Quiet Indian Billionaire Adds $16B To His Wealth
“Indian tycoon Gautam Adani has added more billions to his wealth than any one else in the world this year on the back of investor excitement around his ports-to-power plants conglomerate.”
“The net worth of Adani, a first-generation entrepreneur who rarely speaks publicly, has jumped $16.2 billion in 2021 to $50 billion, according to the Bloomberg Billionaires Index. This has made him the year’s biggest wealth gainer, beating even Elon Musk, who has tussled with Jeff Bezos in 2021 for the title of world’s richest. Shares of all Adani group stocks, except one, have rallied at least 50% this year.”

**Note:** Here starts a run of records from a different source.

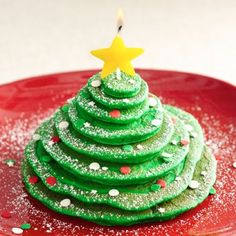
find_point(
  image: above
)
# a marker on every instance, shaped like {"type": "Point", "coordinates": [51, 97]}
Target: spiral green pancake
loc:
{"type": "Point", "coordinates": [104, 214]}
{"type": "Point", "coordinates": [120, 163]}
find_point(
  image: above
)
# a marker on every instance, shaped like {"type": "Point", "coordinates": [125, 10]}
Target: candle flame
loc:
{"type": "Point", "coordinates": [120, 20]}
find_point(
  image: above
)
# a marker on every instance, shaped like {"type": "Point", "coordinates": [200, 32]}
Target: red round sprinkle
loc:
{"type": "Point", "coordinates": [125, 170]}
{"type": "Point", "coordinates": [161, 182]}
{"type": "Point", "coordinates": [33, 179]}
{"type": "Point", "coordinates": [6, 214]}
{"type": "Point", "coordinates": [184, 142]}
{"type": "Point", "coordinates": [51, 180]}
{"type": "Point", "coordinates": [115, 113]}
{"type": "Point", "coordinates": [55, 139]}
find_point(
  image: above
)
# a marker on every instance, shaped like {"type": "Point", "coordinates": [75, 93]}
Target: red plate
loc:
{"type": "Point", "coordinates": [23, 105]}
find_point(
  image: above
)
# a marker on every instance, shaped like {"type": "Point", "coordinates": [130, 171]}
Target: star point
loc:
{"type": "Point", "coordinates": [117, 56]}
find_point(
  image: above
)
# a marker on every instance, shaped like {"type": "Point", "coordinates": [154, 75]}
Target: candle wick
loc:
{"type": "Point", "coordinates": [119, 28]}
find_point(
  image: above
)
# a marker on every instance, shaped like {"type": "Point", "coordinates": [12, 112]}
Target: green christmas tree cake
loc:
{"type": "Point", "coordinates": [115, 155]}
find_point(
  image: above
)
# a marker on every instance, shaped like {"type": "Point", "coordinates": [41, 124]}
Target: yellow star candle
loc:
{"type": "Point", "coordinates": [117, 56]}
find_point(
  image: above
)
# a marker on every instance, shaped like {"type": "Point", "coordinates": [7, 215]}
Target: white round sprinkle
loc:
{"type": "Point", "coordinates": [16, 230]}
{"type": "Point", "coordinates": [234, 164]}
{"type": "Point", "coordinates": [94, 166]}
{"type": "Point", "coordinates": [166, 154]}
{"type": "Point", "coordinates": [69, 100]}
{"type": "Point", "coordinates": [93, 191]}
{"type": "Point", "coordinates": [65, 202]}
{"type": "Point", "coordinates": [152, 102]}
{"type": "Point", "coordinates": [113, 192]}
{"type": "Point", "coordinates": [174, 142]}
{"type": "Point", "coordinates": [194, 184]}
{"type": "Point", "coordinates": [189, 128]}
{"type": "Point", "coordinates": [156, 122]}
{"type": "Point", "coordinates": [161, 209]}
{"type": "Point", "coordinates": [63, 125]}
{"type": "Point", "coordinates": [91, 104]}
{"type": "Point", "coordinates": [96, 83]}
{"type": "Point", "coordinates": [139, 147]}
{"type": "Point", "coordinates": [193, 134]}
{"type": "Point", "coordinates": [36, 137]}
{"type": "Point", "coordinates": [132, 81]}
{"type": "Point", "coordinates": [178, 178]}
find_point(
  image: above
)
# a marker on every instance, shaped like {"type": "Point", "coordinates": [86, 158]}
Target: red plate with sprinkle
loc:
{"type": "Point", "coordinates": [24, 104]}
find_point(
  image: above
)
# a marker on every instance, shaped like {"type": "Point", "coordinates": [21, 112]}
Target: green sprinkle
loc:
{"type": "Point", "coordinates": [212, 191]}
{"type": "Point", "coordinates": [65, 108]}
{"type": "Point", "coordinates": [127, 148]}
{"type": "Point", "coordinates": [155, 187]}
{"type": "Point", "coordinates": [45, 158]}
{"type": "Point", "coordinates": [26, 226]}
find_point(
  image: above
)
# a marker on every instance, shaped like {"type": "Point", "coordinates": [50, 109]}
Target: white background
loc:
{"type": "Point", "coordinates": [47, 36]}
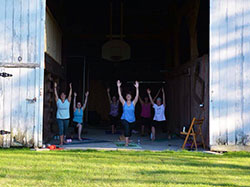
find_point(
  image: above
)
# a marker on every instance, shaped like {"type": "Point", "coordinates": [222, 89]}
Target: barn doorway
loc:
{"type": "Point", "coordinates": [169, 45]}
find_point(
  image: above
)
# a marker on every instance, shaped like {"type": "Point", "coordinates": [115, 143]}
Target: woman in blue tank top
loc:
{"type": "Point", "coordinates": [78, 114]}
{"type": "Point", "coordinates": [128, 115]}
{"type": "Point", "coordinates": [62, 113]}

“The surge in wealth dwarfs the $8.1 billion added by Adani’s compatriot and the richest person in Asia, Mukesh Ambani. It also underscores the rising heft of the self-made billionaire, who has lured investment from Total SA to Warburg Pincus. Adani has been rapidly expanding his conglomerate, adding ports, airports, data centers and coal mines in India, while doggedly proceeding with his controversial Carmichael coal project in Australia.”
“Adani Total Gas Ltd, top performer in the group, has jumped almost 97% this year while the flagship Adani Enterprises has advanced 87%. Adani Transmission Ltd is up 77%. Adani Power Ltd and Adani Ports and Special Economic Zone Ltd have gained more than 50% this year. Adani Greene Energy Ltd, after rising over 500% last year, has climbed 10% so far.” Bloomberg reports.
Dubai Seeks Global Ban on Hand-Carried Gold on Flights
“Dubai plans to take the global initiative to put an end to ‘hand-carried’ gold on airline flights, and thus deal a major blow to smuggling of the precious metal. If passengers are still intent on carrying gold – other than the jewellery they wear – then these should be duly declared before they board.”
“Such plans are still in their very formative stage, but according to Ahmed Bin Sulayem, Executive Chairman of DMCC (Dubai Multi Commodities Centre), it’s high time a start gets made.”
“‘We can’t wait for global centres to resolve this matter… we do not need an Elon Musk to come up with a solution,’ said Bin Sulayem on a video conferencing with senior industry and other stakeholders. ‘There needs to be a ban on hand carrying of gold on flights. If the world is serious about controlling the flow of smuggled gold, then they have to start with carried gold.’”
“For years now, commercial flights have become easiest channel for gold, in whatever form it may be in, to be carried from one destination to a market where demand for the yellow metal remains insatiable. Even during the height of the pandemic and with only repatriation flights being allowed into the country, airports and customs authorities across India caught passengers using ingenious ways to smuggle in gold.” Gulf News reports.